- Blue Underground DVD cover
- The Cannibal Man
- Directed by: Eloy de la Iglesia
- Written by: Eloy de la Iglesia Antonio Fos
- Produced by: José Truchado
- Starring: Vicente Parra Emma Cohen Eusebio Poncela
- Cinematography: Raúl Artigot
- Music by: Fernando García Morcillo
- Distributed by: Anchor Bay Entertainment (USA; DVD, 2003) Blue Underground (USA; DVD, 2007)
- Release date: 1972;
- Running time: 98 min.
- Country: Spain
- Language: Spanish

= The Cannibal Man =

The Cannibal Man (Spanish La Semana del asesino, literally "Week of the Killer") is a 1972 horror film, directed by Eloy de la Iglesia and written by de la Iglesia and Antonio Fos. Despite the international title, the film contains no scenes of cannibalism. The film is also known as The Apartment On The 13th Floor.

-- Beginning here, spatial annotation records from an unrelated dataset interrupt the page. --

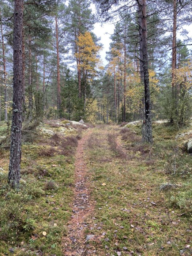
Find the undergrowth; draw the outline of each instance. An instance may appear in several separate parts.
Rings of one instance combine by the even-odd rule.
[[[180,149],[174,174],[178,132],[158,125],[152,146],[141,143],[139,125],[91,135],[87,154],[96,206],[86,233],[95,236],[89,243],[93,255],[191,255],[185,246],[192,231],[191,157]],[[103,155],[110,161],[101,161]],[[172,189],[161,190],[166,184]]]
[[[51,123],[45,125],[55,129]],[[6,124],[0,130],[3,136]],[[0,255],[63,255],[62,238],[71,214],[74,155],[81,138],[78,131],[68,133],[48,138],[28,134],[22,144],[20,185],[16,192],[7,182],[9,148],[1,146]]]

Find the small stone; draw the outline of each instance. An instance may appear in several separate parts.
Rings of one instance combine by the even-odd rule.
[[[90,240],[90,239],[91,239],[92,238],[93,238],[95,236],[94,235],[92,235],[92,234],[90,234],[90,235],[87,235],[86,236],[86,241],[88,241],[89,240]]]
[[[9,249],[9,251],[11,252],[12,253],[13,253],[14,252],[14,249],[13,248],[10,248]]]

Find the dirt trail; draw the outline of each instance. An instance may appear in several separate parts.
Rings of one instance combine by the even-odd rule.
[[[64,255],[66,256],[86,255],[89,252],[86,246],[84,229],[87,224],[86,219],[94,209],[94,204],[90,199],[87,170],[84,161],[84,151],[87,139],[91,133],[88,130],[79,141],[75,156],[74,200],[72,208],[73,215],[68,223],[68,235],[65,238]]]

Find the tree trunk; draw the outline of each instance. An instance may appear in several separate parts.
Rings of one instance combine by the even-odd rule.
[[[43,59],[43,104],[44,110],[45,110],[45,54],[44,55]]]
[[[31,37],[29,37],[29,65],[28,65],[28,86],[29,86],[29,104],[28,104],[28,117],[29,120],[32,117],[33,102],[33,91],[32,84],[32,71],[31,71]]]
[[[116,93],[116,75],[115,67],[114,67],[114,99],[115,101],[115,122],[117,122],[117,95]]]
[[[140,64],[140,79],[142,86],[144,85],[144,72],[143,70],[143,54],[142,52],[143,38],[142,37],[142,20],[143,17],[143,13],[141,8],[140,7],[141,1],[138,2],[138,13],[139,16],[139,57]],[[139,112],[140,118],[143,120],[143,123],[142,126],[144,126],[144,118],[145,118],[145,110],[144,110],[144,95],[142,95],[142,100],[140,102]],[[144,136],[145,129],[144,127],[142,129],[143,137]]]
[[[149,78],[147,54],[147,13],[146,0],[138,0],[139,13],[141,13],[141,40],[142,51],[140,51],[140,59],[142,61],[143,69],[144,86],[145,120],[144,133],[143,134],[143,142],[153,143],[152,127],[151,122],[151,108],[149,87]]]
[[[23,0],[15,0],[13,45],[13,98],[8,182],[18,189],[20,179],[22,129]]]
[[[56,48],[57,48],[57,110],[61,108],[61,87],[60,85],[60,70],[59,69],[59,49],[58,25],[57,18],[55,16],[55,28],[56,30]]]
[[[123,94],[123,121],[125,122],[126,112],[126,25],[125,25],[125,34],[124,35],[124,92]]]
[[[1,86],[0,79],[0,122],[1,121]]]
[[[22,117],[23,120],[25,119],[26,109],[25,106],[25,44],[24,44],[24,29],[23,28],[22,31],[23,41],[22,42],[22,51],[23,53],[22,64],[22,108],[23,110]]]
[[[174,118],[173,115],[177,114],[177,113],[174,113],[175,111],[177,112],[177,94],[178,94],[178,91],[177,91],[175,88],[175,69],[176,65],[176,53],[177,49],[176,48],[176,30],[177,26],[177,10],[176,10],[176,1],[173,0],[173,39],[172,42],[172,94],[173,98],[172,110],[171,113],[170,122],[173,123],[174,121]]]
[[[36,68],[36,90],[39,90],[39,81],[38,80],[38,65],[37,64],[37,56],[35,54],[35,68]]]
[[[3,83],[4,86],[4,104],[5,107],[5,120],[7,120],[7,81],[6,72],[6,60],[5,52],[5,45],[4,44],[4,36],[3,31],[3,24],[1,19],[1,14],[0,12],[0,24],[1,26],[1,44],[3,50],[3,65],[4,79]]]

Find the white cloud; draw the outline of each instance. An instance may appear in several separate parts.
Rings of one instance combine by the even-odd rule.
[[[109,45],[111,42],[109,37],[113,33],[114,27],[113,24],[105,23],[101,26],[101,24],[99,23],[96,23],[94,26],[93,32],[97,37],[101,37],[100,41],[103,45],[103,49],[100,54],[104,65],[107,63],[105,59],[106,52],[109,51]]]

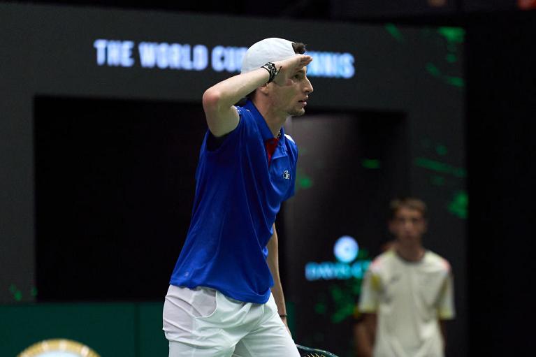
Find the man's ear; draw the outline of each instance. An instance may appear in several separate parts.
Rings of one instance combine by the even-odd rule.
[[[393,235],[396,235],[395,234],[395,221],[393,219],[389,219],[389,221],[387,222],[387,227],[389,228],[389,233],[392,234]]]

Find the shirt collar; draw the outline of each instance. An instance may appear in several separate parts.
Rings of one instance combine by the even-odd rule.
[[[255,105],[253,104],[253,102],[248,99],[247,102],[246,102],[245,105],[244,105],[244,108],[249,110],[249,112],[251,112],[251,113],[253,115],[253,117],[255,119],[255,122],[259,127],[259,130],[261,131],[263,141],[266,141],[269,139],[273,139],[274,137],[273,134],[272,133],[272,131],[270,130],[266,121],[264,119],[264,117],[262,116],[262,115],[259,112],[256,107],[255,107]],[[284,129],[282,126],[280,130],[281,137],[279,139],[279,142],[281,143],[284,143]]]

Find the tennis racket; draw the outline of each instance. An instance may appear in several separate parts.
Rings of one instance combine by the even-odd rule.
[[[296,344],[298,351],[300,352],[300,357],[337,357],[337,355],[324,351],[323,349],[312,349]]]

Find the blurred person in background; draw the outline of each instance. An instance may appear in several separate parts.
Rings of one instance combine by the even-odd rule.
[[[423,247],[426,205],[414,198],[391,202],[392,247],[363,281],[354,329],[359,357],[443,357],[445,321],[454,318],[448,261]]]

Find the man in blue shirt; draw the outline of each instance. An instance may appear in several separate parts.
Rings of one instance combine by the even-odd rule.
[[[302,43],[259,41],[240,74],[203,96],[208,131],[191,222],[164,308],[170,357],[299,356],[286,326],[275,221],[294,194],[298,156],[283,124],[304,114],[313,91],[303,53]]]

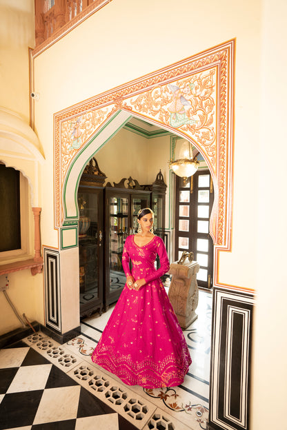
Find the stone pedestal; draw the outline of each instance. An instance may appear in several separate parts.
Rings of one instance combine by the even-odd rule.
[[[182,329],[186,329],[197,318],[195,309],[198,305],[197,273],[199,270],[199,265],[196,261],[170,265],[168,273],[172,277],[168,297]]]

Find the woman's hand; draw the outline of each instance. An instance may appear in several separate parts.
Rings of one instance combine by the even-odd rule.
[[[134,289],[139,291],[139,289],[146,284],[146,280],[144,279],[144,278],[142,279],[137,279],[137,280],[134,283],[133,288]]]
[[[127,276],[126,277],[126,285],[130,289],[133,289],[133,285],[135,283],[135,279],[133,276]]]

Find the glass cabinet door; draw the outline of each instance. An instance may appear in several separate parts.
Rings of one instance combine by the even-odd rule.
[[[152,210],[155,214],[153,229],[158,236],[162,234],[164,229],[164,198],[157,194],[152,194]]]
[[[119,295],[126,283],[126,276],[121,265],[121,255],[124,243],[129,234],[128,199],[126,197],[110,196],[109,210],[109,296],[114,293],[114,296],[118,296],[117,293]]]
[[[102,307],[102,204],[100,191],[78,192],[81,316]]]

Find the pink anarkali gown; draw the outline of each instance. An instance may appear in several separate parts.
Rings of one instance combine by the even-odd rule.
[[[160,277],[169,269],[162,239],[143,247],[126,238],[122,265],[126,276],[144,278],[139,291],[126,284],[92,355],[94,362],[128,385],[145,388],[182,383],[191,358],[181,329]],[[155,267],[157,254],[160,268]],[[130,259],[132,263],[130,271]]]

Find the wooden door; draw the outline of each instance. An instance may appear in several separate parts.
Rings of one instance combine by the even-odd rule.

The film was featured on the British Director of Public Prosecutions' list of "Video Nasties".

== Plot ==
After accidentally killing a taxicab driver, Marcos (Vicente Parra), a young man who works as a butcher, wants to cover up his crime. Marcos's girlfriend Paula (Emma Cohen), the only witness, wishes to go to the police, so he strangles her. Marcos finds himself killing others, including members of his family, as they become suspicious of his actions, butchering his victims' remains at his workplace to dispose of the bodies.

== Background ==

TV Guide opined that "this bloody, politically inflected drama is not at all what the exploitative English-language title suggests. [...] Though the US title suggests a zombie gut-cruncher and the marketing campaign was designed to make Eloy de la Iglesia's film look like a Last House on the Left (1972) knock-off, The Cannibal Man is both a study of an apparently ordinary person spiraling into madness and a slyly satirical evocation of life in Spain under the oppressive Franco regime."

== Cast ==
- Vicente Parra as Marcos
- Emma Cohen as Paula
- Eusebio Poncela as Néstor
- Vicky Lagos as Rosa
- Lola Herrera as Carmen
- Charly Bravo as Esteban
- Fernando Sánchez Polack as Señor Ambrosio
- Goyo Lebrero as the taxi driver
- Ismael Merlo as chief of staff
- Rafael Hernández as Agustín
- José Franco as shopkeeper
- Valentín Tornos as worker
- Antonio Orengo as lorry driver
- Antonio Corencia as mocking worker
- Antonio del Real as mocking worker

== Critical reception ==

PopMatters called the film "a refreshing forgotten gem". DVD Verdict called it "an extremely well-made Euro thriller with welcome social commentary and subtext. Suspenseful, disturbing and graphically violent, the film succeeds in its depictions of both physical and psychological horror."